Once the weather gets cold, the lettuce does not grow much at all. It does fine out in the open as long as temperatures do not drop below freezing. My family really likes mixed baby greens, and they do not do well if they get a frost on them. We also grow romaine, which can handle cooler temperatures. Kale is hearty and can handle cold temperatures pretty successfully.
When the temperatures start dropping below freezing, it is time to cover the lettuce. We use the tines of an old hay rake to make the arches for our low tunnel. The cover is just a cheap piece of plastic painting dropcloth.
Bricks seem the best way to keep the plastic down. Our dogs will chew off any little piece that flops around, so it is really important to keep the excess tight.
On rare days when the temperatures rise into the upper 40’s or 50’s, we take the plastic off to let the lettuce get some air. This is nice on days we get a winter rain to wash it off a bit. Be careful though and watch the weather for dropping temps.
One thing we have added this year is a fence around the outside of our tunnel. In the past we have had some issues with the dogs wanting to run over them. This year, we have to increase security to keep the chickens out.
It amazes me how warm it stays under that little low tunnel. It’s 15 degrees outside here and the lettuce looks happy inside.

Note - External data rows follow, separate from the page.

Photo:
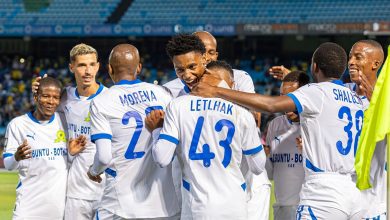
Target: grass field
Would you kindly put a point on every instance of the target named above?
(8, 183)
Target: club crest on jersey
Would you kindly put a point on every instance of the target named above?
(32, 136)
(88, 118)
(60, 137)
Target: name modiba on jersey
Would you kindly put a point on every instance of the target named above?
(211, 105)
(345, 96)
(137, 97)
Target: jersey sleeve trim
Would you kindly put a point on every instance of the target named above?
(95, 137)
(296, 102)
(310, 166)
(169, 138)
(253, 150)
(5, 155)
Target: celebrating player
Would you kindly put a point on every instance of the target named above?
(331, 117)
(83, 195)
(210, 153)
(136, 187)
(36, 147)
(285, 161)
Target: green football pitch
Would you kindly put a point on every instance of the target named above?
(8, 181)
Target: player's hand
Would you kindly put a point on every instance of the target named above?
(23, 152)
(299, 143)
(97, 178)
(279, 72)
(35, 84)
(267, 150)
(257, 116)
(207, 86)
(77, 145)
(365, 87)
(154, 119)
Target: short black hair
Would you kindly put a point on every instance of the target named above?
(221, 64)
(297, 76)
(49, 81)
(184, 43)
(331, 59)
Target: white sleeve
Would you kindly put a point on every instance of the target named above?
(243, 81)
(251, 146)
(308, 99)
(269, 166)
(12, 141)
(100, 126)
(102, 158)
(164, 148)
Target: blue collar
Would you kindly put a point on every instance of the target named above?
(128, 82)
(31, 116)
(186, 88)
(100, 89)
(338, 82)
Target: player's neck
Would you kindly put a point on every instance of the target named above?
(88, 90)
(41, 117)
(128, 77)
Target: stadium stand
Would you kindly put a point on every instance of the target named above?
(79, 12)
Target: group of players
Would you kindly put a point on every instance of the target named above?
(191, 149)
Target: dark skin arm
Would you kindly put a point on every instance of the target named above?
(254, 102)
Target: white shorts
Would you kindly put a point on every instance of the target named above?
(80, 209)
(104, 214)
(258, 204)
(329, 196)
(285, 212)
(373, 207)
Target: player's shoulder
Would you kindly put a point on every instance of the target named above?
(240, 73)
(174, 83)
(278, 122)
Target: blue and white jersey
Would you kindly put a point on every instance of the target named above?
(41, 190)
(76, 110)
(242, 82)
(212, 135)
(285, 162)
(331, 117)
(136, 187)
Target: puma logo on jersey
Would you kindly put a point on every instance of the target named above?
(277, 139)
(32, 136)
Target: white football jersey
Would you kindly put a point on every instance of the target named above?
(136, 187)
(285, 161)
(242, 82)
(212, 135)
(41, 190)
(76, 110)
(331, 117)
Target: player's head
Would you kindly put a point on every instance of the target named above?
(221, 70)
(84, 64)
(328, 61)
(124, 62)
(290, 83)
(187, 53)
(210, 44)
(365, 56)
(47, 98)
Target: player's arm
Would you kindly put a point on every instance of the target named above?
(164, 147)
(254, 102)
(251, 146)
(101, 136)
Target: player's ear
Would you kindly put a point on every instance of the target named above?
(71, 67)
(139, 68)
(376, 64)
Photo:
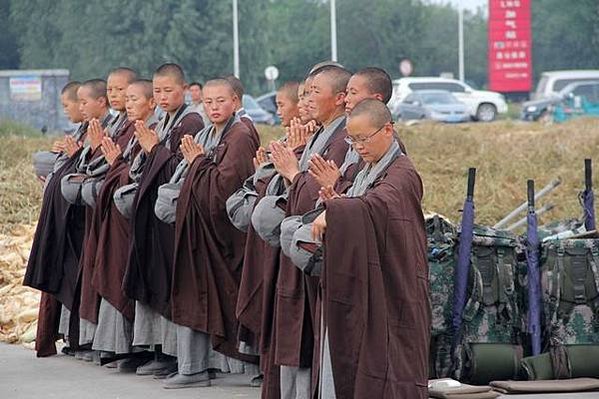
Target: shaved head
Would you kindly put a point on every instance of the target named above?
(220, 82)
(236, 85)
(128, 73)
(378, 82)
(290, 90)
(376, 111)
(336, 76)
(97, 87)
(146, 86)
(323, 64)
(70, 90)
(172, 70)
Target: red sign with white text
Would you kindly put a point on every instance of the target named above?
(510, 41)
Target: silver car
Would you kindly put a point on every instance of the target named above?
(437, 105)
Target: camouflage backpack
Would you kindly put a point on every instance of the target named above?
(441, 240)
(570, 288)
(491, 337)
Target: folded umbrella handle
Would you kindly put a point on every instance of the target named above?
(531, 193)
(588, 174)
(471, 181)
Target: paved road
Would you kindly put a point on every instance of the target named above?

Our goal for next season is to add a high-tunnel hoop house where we can grow enough lettuce to last us throughout the winter. With our current setup, we can eat up our lettuce pretty quickly and it doesn’t grow back quite as well as it does in the spring.
A perk of having the hoop house is that you can put a low tunnel inside it, raising your growing temperatures even higher. I am hoping this will act more like a greenhouse so I can continue to start seeds throughout the season, and therefore have several plantings to eat from.